Global Web3 fraud surged to $15.87 billion in 2025, sharply exceeding the roughly $2.5 billion lost to traditional hacks and protocol exploits during the same period.
New data shows the scale of fraud far outpaced high-profile breaches, signalling a structural shift in how crypto-related crime is carried out.
Unlike past years dominated by isolated incidents, losses in 2025 were dispersed across an estimated 4.29 million individual transactions.
Analysts said the fragmentation of losses helped fraudulent activity remain less visible to the public despite its growing financial impact.
The findings were detailed in a 2025 annual security report released by blockchain security firm Cyvers.
The report described the rise of “industrialised” crime networks operating across multiple platforms rather than relying on single-point exploits.
These networks use clusters of linked wallet addresses associated with the same scam operations to obscure fund flows.
Funds are frequently moved through chains of exchanges, payment service providers and fiat off-ramps to complicate tracing efforts.
Investigators noted that this cross-platform coordination mirrors methods used by traditional organised crime groups.
A major shift identified in 2025 was the sharp increase in authorised fraud rather than unauthorised account takeovers.
Pig butchering scams emerged as the most prevalent model, relying on long-term social engineering rather than technical vulnerabilities.
Victims are groomed over weeks or months to build trust before being persuaded to approve large transfers themselves.
Because transactions are authorised by users, they often bypass standard security alerts designed to detect compromised accounts.
Traditional fraud controls that focus on compromised accounts are often blind to these flows.
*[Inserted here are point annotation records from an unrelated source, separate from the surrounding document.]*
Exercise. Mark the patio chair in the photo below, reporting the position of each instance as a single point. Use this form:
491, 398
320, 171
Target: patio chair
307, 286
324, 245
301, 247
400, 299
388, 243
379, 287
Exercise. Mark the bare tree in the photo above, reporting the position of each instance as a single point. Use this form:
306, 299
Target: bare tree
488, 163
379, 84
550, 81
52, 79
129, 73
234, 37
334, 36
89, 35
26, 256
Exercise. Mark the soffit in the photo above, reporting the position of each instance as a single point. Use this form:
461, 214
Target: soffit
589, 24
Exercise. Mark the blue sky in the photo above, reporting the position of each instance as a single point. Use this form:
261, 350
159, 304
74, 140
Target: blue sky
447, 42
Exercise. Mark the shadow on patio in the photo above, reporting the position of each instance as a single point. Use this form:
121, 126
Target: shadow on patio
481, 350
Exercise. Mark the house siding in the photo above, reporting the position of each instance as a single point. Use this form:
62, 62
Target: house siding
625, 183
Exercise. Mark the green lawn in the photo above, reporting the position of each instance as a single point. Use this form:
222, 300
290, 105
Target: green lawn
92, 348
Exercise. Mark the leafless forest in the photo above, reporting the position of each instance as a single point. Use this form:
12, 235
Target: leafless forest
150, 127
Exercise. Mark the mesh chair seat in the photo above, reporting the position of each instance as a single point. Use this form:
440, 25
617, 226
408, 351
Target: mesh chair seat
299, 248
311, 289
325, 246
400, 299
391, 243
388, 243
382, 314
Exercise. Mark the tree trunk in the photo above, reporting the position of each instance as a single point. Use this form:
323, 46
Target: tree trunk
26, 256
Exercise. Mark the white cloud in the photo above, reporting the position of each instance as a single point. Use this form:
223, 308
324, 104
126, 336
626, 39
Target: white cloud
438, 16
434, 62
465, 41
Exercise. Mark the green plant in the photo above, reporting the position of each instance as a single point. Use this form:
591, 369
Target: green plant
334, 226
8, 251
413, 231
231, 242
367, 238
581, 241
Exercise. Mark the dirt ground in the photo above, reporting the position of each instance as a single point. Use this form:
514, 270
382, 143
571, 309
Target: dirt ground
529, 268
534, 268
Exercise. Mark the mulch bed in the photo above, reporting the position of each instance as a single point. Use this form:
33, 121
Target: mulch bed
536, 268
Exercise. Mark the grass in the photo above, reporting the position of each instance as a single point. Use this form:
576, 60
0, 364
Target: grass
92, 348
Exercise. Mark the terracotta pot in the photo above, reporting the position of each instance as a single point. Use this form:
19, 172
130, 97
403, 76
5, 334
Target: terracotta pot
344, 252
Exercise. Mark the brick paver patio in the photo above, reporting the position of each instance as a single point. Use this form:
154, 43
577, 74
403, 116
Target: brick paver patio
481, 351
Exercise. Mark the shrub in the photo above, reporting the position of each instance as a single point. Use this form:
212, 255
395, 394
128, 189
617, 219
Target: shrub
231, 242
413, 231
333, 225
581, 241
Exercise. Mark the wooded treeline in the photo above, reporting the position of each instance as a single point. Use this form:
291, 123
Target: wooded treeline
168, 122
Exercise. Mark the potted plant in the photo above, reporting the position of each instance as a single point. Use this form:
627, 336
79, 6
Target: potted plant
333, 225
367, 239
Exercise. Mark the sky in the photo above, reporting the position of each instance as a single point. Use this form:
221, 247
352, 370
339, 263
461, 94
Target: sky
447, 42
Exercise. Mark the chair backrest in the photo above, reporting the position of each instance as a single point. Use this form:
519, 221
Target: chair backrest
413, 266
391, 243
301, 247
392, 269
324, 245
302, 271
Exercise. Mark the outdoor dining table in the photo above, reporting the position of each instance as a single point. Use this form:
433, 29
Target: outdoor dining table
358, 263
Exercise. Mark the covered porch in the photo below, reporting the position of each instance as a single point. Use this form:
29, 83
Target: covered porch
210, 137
Real-time behavioural analytics and entity-level risk scoring are required to catch these schemes before funds leave the platform.
The Cyvers report said.
The report warned that psychological manipulation has become as critical to fraud operations as technical infrastructure.
Fraudulent activity in 2025 was heavily concentrated in a small number of highly liquid digital assets.
Tether (CRYPTO:USDT) accounted for 37% of detected fraudulent value due to its widespread use and ease of conversion to fiat.
Ethereum (CRYPTO:ETH) followed closely, representing 36% of fraudulent flows tracked during the year.
USD Coin (CRYPTO:USDC) made up a further 25% of the total, underscoring the role of stable and blue-chip assets in fraud schemes.
Exposure was also concentrated at the platform level, with one unnamed global exchange linked to more than $2.3 billion in fraudulent flows.
Just three of the world’s ten largest exchanges handled nearly half of all fraud routed through centralised venues.
Analysts said this concentration increases systemic risk for large platforms with global user bases.
The report concluded that crypto fraud in 2025 now resembles a mature global enterprise rather than a series of isolated scams.
While pig butchering remains the dominant authorised fraud method, it relies on the same core infrastructure as other schemes.
Liquid stablecoins, major digital assets and large exchanges continue to serve as the backbone of large-scale crypto fraud operations.
At the time of reporting, Ethereum price was $95,264.20.